The urgent sound of a familiar honk, dad’s SUV, thrice in quick succession.

The screech-to-a-halt of a black Toyota salon car in front of the gate.

The gunshots, double fired.

Two hefty men, faces covered with masks, rushing out the salon car on to dad’s SUV and waving a white handkerchief in his face.

The yowl that follows the clobbering with a gun on his bald head.

The shutting of his mouth with a tape.

The decelerating squirms and smothered screams as he is dragged into the salon car.

The quirk turn and acceleration of the car, zooming so quickly out of sight.

A sudden splurge of adrenalin plunges me into dad’s steering wheel. I start the car and match the throttle with all the energy I can muster. The speedometer spins from 0 to 200km.

With the salon car in sight, the chase is on.

Steadily, I close in on the assailants, narrowing the gap between us.

400 metres.

250 metres

150 metres

50 meters.

I reach out for a gun beneath the driver’s seat.

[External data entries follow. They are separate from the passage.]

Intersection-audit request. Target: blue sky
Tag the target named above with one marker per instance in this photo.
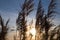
(11, 8)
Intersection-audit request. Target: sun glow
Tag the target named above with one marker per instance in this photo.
(33, 31)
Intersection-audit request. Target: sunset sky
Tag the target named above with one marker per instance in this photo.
(11, 8)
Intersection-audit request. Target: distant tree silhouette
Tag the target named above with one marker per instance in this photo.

Dad is military, Airforce, he always keeps a pistol there for times like this. How he couldn’t use the weapon, I can’t fathom.

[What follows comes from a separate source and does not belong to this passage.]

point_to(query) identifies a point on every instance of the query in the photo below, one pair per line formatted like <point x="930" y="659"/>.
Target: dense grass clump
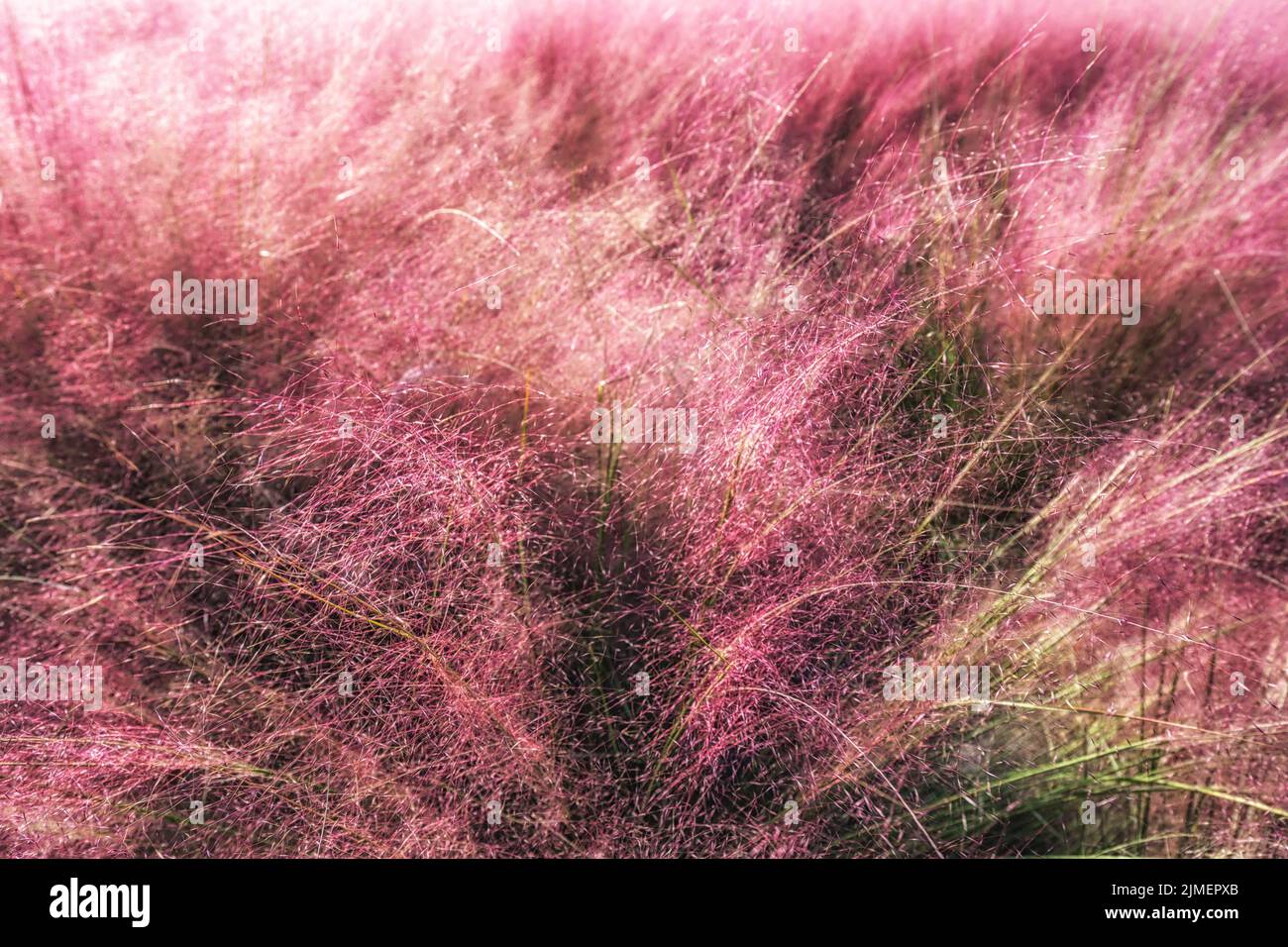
<point x="361" y="577"/>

I cock my head out the window and fire a shot at the car’s back wheel.

I’d never used a gun but, luckily, I don’t miss.

I land another shot on its rear windshield, boring a hole in it.

A reprisal attack follows: a series of shots at my windshield that leave puckers all over.

I don’t balk. I keep on the chase until we we’re a yard from each other.

More shots are fired at my windshield, digging a hole in the middle and sending a shard of glass into my right arm.

I look at my bloodied arm and my countenance swiftly changes.

Poise. Urgency. Rage.

I release my full weight on the throttle and crash into the salon car with a thud.

The car is forced to a halt and the passenger doors are thrown open.

A shooting spree ensues. Constant shots are fired at my windshield by one of the men.

I slouch with my hands crossed on my head and sink below my seat.

The shooting stops and I manage to raise my head.

One of the man straggles away with my father into a bush path while his colleague follows with his back from a distance, hovering his gun from side-to-side to ward off potential threats.

My body is clad with shards of glass and my face stained with splatters of blood.

I stay a while, watching their trajectory before skulking out.

I race towards them quietly in flitted steps and in a short time, I am thirty yards away from them but they don’t realize it.

Both men now hold their guns losely as they hike their speed through the bush path.

One of them points towards a path and they veer rightward with my dad who acts weirdly cooperative.

Suddenly, they both stop. [They must have noticed my presence]

The man holding my father hits his head fiercely with the nuzzle of his gun and for all his military training, he cries through a scream.

It must have hurt him sorely. Perhaps, that criminal hit the side of his head that houses the migraine he’s been suffering for two years.

It’s the continuous clobbering with the gun that uneases my nerves and drives me crazy.

I dash out of the woods with three frenetic shots at the man hitting my dad and he drops slowly to the floor with my dad.

The other man goes on a shooting spree and I take cover behind a tree. I’m lucky not to get hit and killed by the plethora of bullets that fly past me within earshot.

The man stops shooting and stoops to check on his colleague. He finds him dead.

He taps my dad but he doesn’t move, he looks lifeless. He rolls him over and only then do I see the gash on the right side of his chest. A slew of blood has turned his grey shirt auburn.

At the sight, the assailant turns to scamper but I take him down with a one-time shot on the nape of his neck. He’s probably dead [I don’t care].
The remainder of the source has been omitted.